Jefferies Finance LLC and BMO Capital Markets are leading the deal.

Greenway being acquired

Proceeds from Greenway's credit facility will be used with up to $650 million in equity to fund its purchase by Vitera Healthcare Solutions LLC, a Vista Equity Partners portfolio company, for $20.35 per share, or about $644 million.

A tender offer, which expires on Nov. 1, for Greenway's shares has already commenced and completion is subject to conditions, including, among others, the satisfaction of a minimum tender condition and the expiration or termination of applicable waiting periods under the Hart-Scott-Rodino Antitrust Improvements Act of 1976.

Greenway is a Carrollton, Ga.-based provider of information solutions that improve the financial performance of healthcare providers. Vitera is a Tampa, Fla.-based provider of end-to-end clinical and financial technology services to health care professionals.

The combined company going forward will be known as Greenway Medical Technologies.

Akorn sets meeting

Akorn scheduled a bank meeting for Wednesday to launch its previously announced $600 million seven-year covenant-light term loan, according to a market source.
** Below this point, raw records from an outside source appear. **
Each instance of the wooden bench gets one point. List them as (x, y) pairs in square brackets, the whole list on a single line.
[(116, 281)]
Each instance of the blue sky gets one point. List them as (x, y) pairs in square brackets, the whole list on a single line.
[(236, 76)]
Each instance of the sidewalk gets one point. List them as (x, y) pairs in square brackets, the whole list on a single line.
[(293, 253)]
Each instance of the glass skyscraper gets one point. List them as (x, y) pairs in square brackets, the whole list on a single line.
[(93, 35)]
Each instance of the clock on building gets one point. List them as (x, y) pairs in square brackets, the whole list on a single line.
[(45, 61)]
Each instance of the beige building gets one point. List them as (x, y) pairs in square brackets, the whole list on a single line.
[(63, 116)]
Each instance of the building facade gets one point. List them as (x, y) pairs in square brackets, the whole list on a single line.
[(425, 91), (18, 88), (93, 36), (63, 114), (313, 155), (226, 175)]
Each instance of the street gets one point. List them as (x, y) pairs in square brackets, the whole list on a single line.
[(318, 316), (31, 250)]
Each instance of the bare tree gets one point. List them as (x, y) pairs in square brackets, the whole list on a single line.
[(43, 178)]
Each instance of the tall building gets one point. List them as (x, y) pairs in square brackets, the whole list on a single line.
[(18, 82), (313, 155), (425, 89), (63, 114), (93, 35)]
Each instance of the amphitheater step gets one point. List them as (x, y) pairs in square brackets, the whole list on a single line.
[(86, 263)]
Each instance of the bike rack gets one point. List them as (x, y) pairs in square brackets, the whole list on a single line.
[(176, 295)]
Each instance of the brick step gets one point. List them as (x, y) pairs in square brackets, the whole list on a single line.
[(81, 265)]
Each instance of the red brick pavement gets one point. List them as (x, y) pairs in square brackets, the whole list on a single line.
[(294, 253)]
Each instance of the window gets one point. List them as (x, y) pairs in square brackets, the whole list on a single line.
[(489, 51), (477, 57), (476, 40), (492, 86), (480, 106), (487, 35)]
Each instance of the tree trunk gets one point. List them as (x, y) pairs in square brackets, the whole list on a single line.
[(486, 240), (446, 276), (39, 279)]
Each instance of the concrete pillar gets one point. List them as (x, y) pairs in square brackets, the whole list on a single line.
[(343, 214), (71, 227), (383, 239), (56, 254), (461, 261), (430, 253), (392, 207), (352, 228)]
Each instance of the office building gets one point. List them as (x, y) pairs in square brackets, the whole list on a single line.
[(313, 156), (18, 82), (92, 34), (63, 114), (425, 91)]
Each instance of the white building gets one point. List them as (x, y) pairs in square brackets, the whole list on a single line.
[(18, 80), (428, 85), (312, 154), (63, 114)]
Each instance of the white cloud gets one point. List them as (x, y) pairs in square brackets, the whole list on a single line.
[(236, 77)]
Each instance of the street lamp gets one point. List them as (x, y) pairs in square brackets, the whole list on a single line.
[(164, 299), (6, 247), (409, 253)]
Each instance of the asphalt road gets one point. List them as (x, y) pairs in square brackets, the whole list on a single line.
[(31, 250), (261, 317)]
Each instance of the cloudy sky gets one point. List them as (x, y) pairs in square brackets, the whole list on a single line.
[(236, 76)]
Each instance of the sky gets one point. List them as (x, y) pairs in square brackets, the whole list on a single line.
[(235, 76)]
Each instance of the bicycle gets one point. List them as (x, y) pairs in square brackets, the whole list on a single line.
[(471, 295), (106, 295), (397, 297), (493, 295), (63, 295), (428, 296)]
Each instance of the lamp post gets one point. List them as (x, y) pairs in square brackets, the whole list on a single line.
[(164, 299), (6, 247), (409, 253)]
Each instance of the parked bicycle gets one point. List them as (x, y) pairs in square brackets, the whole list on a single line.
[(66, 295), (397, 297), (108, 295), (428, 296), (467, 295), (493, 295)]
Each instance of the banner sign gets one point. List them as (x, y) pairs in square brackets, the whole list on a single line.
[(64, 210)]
Official talk in unavailable, but filings with the Securities and Exchange Commission had the term loan expected at Libor plus 325 bps with a 1% Libor floor and 101 soft call protection for six months.

J.P. Morgan Securities LLC is leading the deal.
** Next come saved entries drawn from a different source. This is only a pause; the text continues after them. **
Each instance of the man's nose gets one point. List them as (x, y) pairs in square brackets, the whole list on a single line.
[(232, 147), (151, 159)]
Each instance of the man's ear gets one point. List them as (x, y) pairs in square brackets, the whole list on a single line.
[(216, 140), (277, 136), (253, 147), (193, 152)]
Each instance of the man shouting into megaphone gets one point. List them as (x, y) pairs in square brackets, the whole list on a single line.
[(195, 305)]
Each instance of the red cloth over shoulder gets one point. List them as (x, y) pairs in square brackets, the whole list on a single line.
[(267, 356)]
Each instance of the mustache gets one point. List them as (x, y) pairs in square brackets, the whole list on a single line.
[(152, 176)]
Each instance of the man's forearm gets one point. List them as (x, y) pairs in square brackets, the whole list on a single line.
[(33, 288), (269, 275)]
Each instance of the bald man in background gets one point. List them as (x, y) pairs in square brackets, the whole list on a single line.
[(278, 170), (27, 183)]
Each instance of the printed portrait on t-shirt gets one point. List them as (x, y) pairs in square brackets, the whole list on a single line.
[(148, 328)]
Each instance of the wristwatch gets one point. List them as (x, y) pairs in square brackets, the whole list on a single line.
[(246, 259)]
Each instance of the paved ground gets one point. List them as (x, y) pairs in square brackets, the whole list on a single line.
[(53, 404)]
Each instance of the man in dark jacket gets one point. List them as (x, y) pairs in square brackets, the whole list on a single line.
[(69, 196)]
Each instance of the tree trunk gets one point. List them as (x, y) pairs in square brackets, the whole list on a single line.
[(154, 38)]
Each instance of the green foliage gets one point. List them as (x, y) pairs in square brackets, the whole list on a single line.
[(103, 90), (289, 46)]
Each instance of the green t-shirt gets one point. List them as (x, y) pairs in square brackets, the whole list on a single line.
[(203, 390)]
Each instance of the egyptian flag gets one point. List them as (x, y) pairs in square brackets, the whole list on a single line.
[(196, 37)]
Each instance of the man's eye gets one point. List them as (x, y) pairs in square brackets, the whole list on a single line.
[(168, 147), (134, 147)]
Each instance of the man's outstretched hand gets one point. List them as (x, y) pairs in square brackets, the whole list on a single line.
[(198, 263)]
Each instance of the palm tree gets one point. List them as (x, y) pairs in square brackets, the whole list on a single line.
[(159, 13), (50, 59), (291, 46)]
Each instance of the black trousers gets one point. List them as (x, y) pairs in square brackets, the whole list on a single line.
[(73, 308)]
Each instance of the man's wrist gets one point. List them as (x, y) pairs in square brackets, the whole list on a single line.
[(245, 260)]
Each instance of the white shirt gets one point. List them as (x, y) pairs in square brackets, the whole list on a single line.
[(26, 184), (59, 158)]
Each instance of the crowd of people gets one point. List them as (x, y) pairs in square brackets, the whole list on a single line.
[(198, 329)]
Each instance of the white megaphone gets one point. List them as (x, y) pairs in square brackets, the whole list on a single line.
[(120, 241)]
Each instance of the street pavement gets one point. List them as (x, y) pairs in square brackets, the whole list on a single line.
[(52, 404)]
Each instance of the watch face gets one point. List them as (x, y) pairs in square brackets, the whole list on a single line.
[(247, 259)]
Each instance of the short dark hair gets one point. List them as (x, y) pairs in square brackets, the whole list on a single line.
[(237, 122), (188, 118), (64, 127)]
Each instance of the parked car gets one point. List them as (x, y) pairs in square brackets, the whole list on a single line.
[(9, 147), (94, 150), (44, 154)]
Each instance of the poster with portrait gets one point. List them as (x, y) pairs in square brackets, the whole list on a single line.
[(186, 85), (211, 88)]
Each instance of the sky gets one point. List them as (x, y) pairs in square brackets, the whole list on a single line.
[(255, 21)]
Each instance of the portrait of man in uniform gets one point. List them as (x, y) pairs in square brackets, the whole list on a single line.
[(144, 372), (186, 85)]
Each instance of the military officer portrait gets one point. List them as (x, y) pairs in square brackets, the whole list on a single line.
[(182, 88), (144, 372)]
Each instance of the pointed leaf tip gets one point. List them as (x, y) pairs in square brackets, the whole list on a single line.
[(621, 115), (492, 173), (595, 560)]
The company's $675 million senior secured credit facility also includes a $75 million five-year ABL revolver that the filings said would be priced at Libor plus 150 bps with a 25 bps unused fee.

Proceeds, along with assumed cash, will be used to fund the acquisition of Hi-Tech Pharmacal Co. Inc. for $43.50 per share, or around $640 million, and the revolver will be available for working capital and other corporate purposes.

Closing is targeted for the first quarter of 2014, subject to customary conditions, including termination of the waiting period under the Hart-Scott-Rodino Antitrust Improvements Act of 1976.

Akorn is a Lake Forest, Ill.-based niche pharmaceutical company. Hi-Tech is an Amityville, N.Y.-based specialty pharmaceutical company.

rue21 closes

In other news, the buyout of rue21 inc. by Apax Partners for $42 per share, or about $1.1 billion, has been completed, according to a news release.

For the transaction, rue21 got a new $688.5 million credit facility consisting of a $150 million five-year asset-based revolver and a $538.5 million seven-year term loan B.

Pricing on the B loan is Libor plus 462.5 bps with a 1% Libor floor and it was sold at a discount of 811/2. The debt includes 101 soft call protection for one year.

During syndication, the term B size was reduced from a revised amount of $544 million but increased from an initial amount of $533 million, the spread firmed from initial talk of Libor plus 450 bps to 475 bps, the discount finalized from revised talk of 80 to 82 and initial talk of 99, and the call protection was extended from six months.

J.P. Morgan Securities LLC and Bank of America Merrill Lynch were the co-lead arrangers and bookrunners with Goldman Sachs Bank USA.

rue21 is a Warrendale, Pa.-based retailer of girls and guys apparel and accessories.